Here are the details of the speakers for our next meeting:
Roisin Reade (Anglian Community Enterprise CIC)
“I am a Specialist Speech and Language Therapist working within the Early Supported Discharge Team for Stroke in North East Essex. In May 2012 I attended the Connect Conversation Partner Scheme. The scheme involves volunteers visiting a patient with aphasia in the community, with the aim of reducing their social isolation. Prior to entering the patient’s homes volunteers undergo training on communication skills, followed by an interactive session with ‘trainers’- stroke survivors who have communication difficulties ranging from mild to severe. The trainers provide feedback to volunteers on how to improve their communication abilities. Reflecting the motivation of our trainers we expanded our Conversation Partner Scheme. We are now training healthcare professionals and the public in the Colchester area. To date we have trained over 10
0 people including nurses, occupational therapists, physiotherapists, carers, family members, students and voluntary sector staff. On the 7th August I will share my experiences of setting up this training including what we achieved and the barriers we have overcome along the way.”
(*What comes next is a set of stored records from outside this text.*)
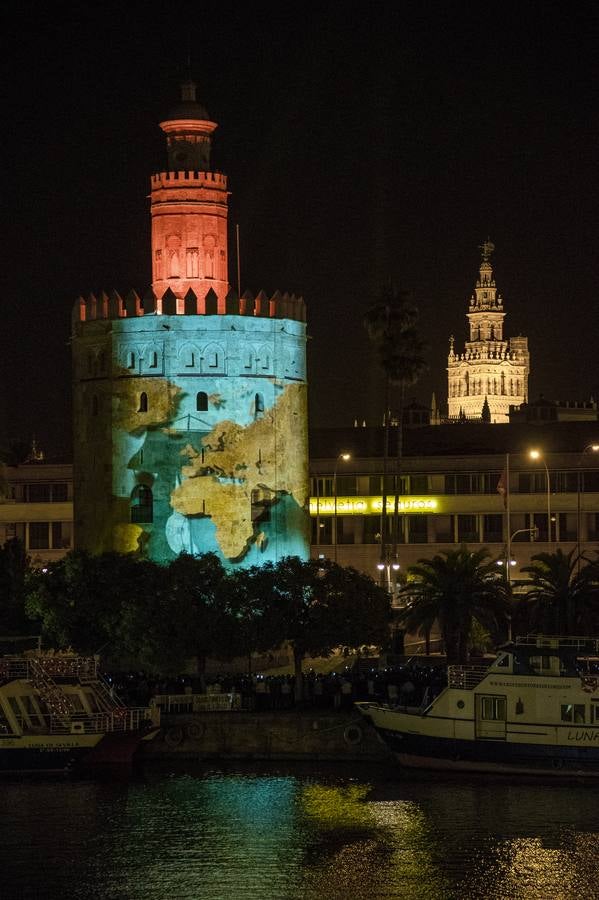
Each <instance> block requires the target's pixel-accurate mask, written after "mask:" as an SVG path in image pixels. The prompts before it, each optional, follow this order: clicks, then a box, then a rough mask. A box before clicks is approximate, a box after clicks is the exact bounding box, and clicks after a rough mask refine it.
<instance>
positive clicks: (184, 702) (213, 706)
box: [150, 691, 241, 714]
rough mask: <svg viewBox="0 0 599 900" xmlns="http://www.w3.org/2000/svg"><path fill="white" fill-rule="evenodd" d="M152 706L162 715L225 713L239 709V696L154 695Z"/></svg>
mask: <svg viewBox="0 0 599 900" xmlns="http://www.w3.org/2000/svg"><path fill="white" fill-rule="evenodd" d="M150 703H151V705H152V706H154V707H156V708H157V709H159V710H161V712H164V713H169V714H173V713H175V714H176V713H194V712H226V711H228V710H234V709H241V694H239V693H237V692H236V691H231V692H225V693H219V694H217V693H209V694H156V696H154V697H152V699H151V700H150Z"/></svg>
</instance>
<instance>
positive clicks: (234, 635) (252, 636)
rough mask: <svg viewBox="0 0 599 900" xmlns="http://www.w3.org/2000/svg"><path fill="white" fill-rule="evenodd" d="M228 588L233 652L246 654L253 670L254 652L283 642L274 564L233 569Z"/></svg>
mask: <svg viewBox="0 0 599 900" xmlns="http://www.w3.org/2000/svg"><path fill="white" fill-rule="evenodd" d="M225 589H226V591H227V594H228V609H229V610H230V613H231V617H232V629H231V630H232V635H231V637H232V651H234V653H235V655H236V656H245V657H247V660H248V671H249V672H250V673H251V667H252V653H260V652H263V651H266V650H273V649H275V648H276V647H277V646H279V645H280V644H281V643H282V642H283V641H284V634H283V630H284V629H283V620H282V616H281V611H280V609H279V608H278V607H277V605H276V597H275V569H274V565H273V563H270V562H269V563H266V564H265V565H263V566H252V567H250V568H247V569H236V570H234V571H233V572H231V573H230V574H229V576H228V578H227V580H226V584H225Z"/></svg>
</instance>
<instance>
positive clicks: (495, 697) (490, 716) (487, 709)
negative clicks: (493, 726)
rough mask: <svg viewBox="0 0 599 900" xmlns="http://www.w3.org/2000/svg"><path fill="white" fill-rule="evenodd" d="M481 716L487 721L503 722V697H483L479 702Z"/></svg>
mask: <svg viewBox="0 0 599 900" xmlns="http://www.w3.org/2000/svg"><path fill="white" fill-rule="evenodd" d="M481 718H482V719H484V720H485V721H487V722H504V721H505V698H504V697H483V698H482V702H481Z"/></svg>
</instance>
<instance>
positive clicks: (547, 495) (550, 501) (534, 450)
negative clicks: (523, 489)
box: [528, 450, 551, 543]
mask: <svg viewBox="0 0 599 900" xmlns="http://www.w3.org/2000/svg"><path fill="white" fill-rule="evenodd" d="M528 455H529V457H530V458H531V459H534V460H539V459H540V460H541V462H542V463H543V465H544V466H545V475H546V476H547V541H548V543H551V481H550V479H549V469H548V468H547V463H546V462H545V460H544V459H543V457H542V455H541V452H540V450H531V451H530V452H529V454H528Z"/></svg>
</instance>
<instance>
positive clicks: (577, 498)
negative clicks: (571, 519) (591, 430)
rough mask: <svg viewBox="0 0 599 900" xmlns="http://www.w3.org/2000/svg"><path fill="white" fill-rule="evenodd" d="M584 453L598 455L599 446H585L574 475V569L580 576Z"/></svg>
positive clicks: (591, 444)
mask: <svg viewBox="0 0 599 900" xmlns="http://www.w3.org/2000/svg"><path fill="white" fill-rule="evenodd" d="M585 453H599V444H587V445H586V447H585V448H584V450H583V451H582V453H581V454H580V456H579V457H578V466H577V473H576V567H577V571H578V573H579V574H580V525H581V521H582V515H581V508H580V500H581V496H580V495H581V491H582V470H581V466H582V460H583V458H584V455H585Z"/></svg>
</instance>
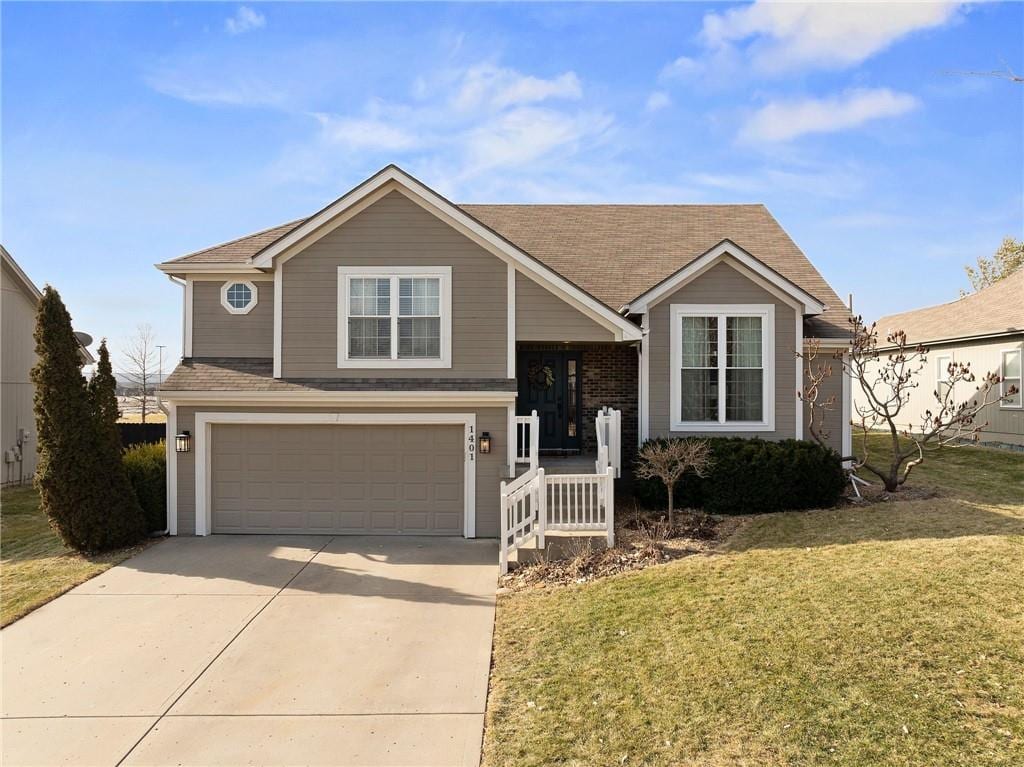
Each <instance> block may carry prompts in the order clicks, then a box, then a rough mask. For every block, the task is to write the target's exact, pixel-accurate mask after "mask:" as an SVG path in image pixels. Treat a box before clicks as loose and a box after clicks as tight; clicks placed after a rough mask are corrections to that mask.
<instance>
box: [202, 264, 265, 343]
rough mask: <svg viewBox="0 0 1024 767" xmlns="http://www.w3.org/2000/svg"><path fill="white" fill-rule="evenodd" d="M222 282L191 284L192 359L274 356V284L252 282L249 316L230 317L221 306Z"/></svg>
mask: <svg viewBox="0 0 1024 767" xmlns="http://www.w3.org/2000/svg"><path fill="white" fill-rule="evenodd" d="M246 279H247V280H250V281H251V279H250V278H246ZM225 282H227V281H224V280H217V281H215V282H214V281H208V280H202V281H200V280H198V281H196V282H194V283H193V356H197V357H217V356H221V357H247V356H249V357H270V356H273V282H272V281H271V282H266V281H260V282H254V281H251V282H253V284H254V285H255V286H256V290H257V300H256V306H254V307H253V310H252V311H250V312H249V313H248V314H232V313H230V312H229V311H227V309H225V308H224V307H223V306H222V305H221V303H220V289H221V287H222V286H223V285H224V283H225Z"/></svg>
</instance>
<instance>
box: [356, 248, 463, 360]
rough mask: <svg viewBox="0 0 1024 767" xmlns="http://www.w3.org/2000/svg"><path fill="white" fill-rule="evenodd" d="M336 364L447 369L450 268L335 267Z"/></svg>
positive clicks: (450, 335)
mask: <svg viewBox="0 0 1024 767" xmlns="http://www.w3.org/2000/svg"><path fill="white" fill-rule="evenodd" d="M338 367H339V368H451V367H452V268H451V267H450V266H432V267H391V268H378V267H346V266H341V267H339V268H338Z"/></svg>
UCL Dept. of Language & Communication/Guys & St Thomas’s NHS Trust (Community Services)
Changing the Conversation: Looking for mechanisms of change in conversation therapy
Conversation therapy for people with aphasia and their partners seeks to make a difference to everyday interaction by bringing about change to the behaviour that both speakers use when managing the conversational difficulties caused by aphasia. While the evidence base for this approach continues to grow, questions of key clinical relevance remains under explored, such as: How does this treatment work? What aspects of this treatment work?
By drawing on models of behaviour and behaviour change developed in Health Psychology, my research aims to develop a systematic account of why speakers’ use the strategies they do (both helpful and unhelpful), and to provide some preliminary evidence about what areas may be most involved in the creation of long lasting changes to conversational behaviour.
This talk will aim to briefly introduce you to a model of behaviour designed to support intervention planning, as well as to the qualitative methodology I am using to structure this exploratory investigation. Data for the study comes from 16 previous participants in a conversation therapy program – 8 of whom are speakers with aphasia and 8 of whom are their chosen conversation partners. Discussions and
interviews before, during and after therapy make up the data set. Research is currently ongoing, however I hope to bring some of the emerging findings regarding the factors supporting and hindering change in conversation, as well as evidence for mechanisms of change. Comments and feedback will be most welcome!
Dr Celia Woolf
Will be talking about her current research project entitled: ‘Remote Aphasia Therapy: a feasibility study‘
Sharon will be releasing tickets via Events this Friday, so please do come along (we promise to make sure we have enough water for everyone’s tea and coffee this time!).
In the meantime if anyone else has any small(ish) pieces of information or requests for help with research or anything else connected to research in aphasia that they would like to bring up with members between now and the 7th or at our next meeting please do get in touch.
Otherwise enjoy the sunshine and see you in August!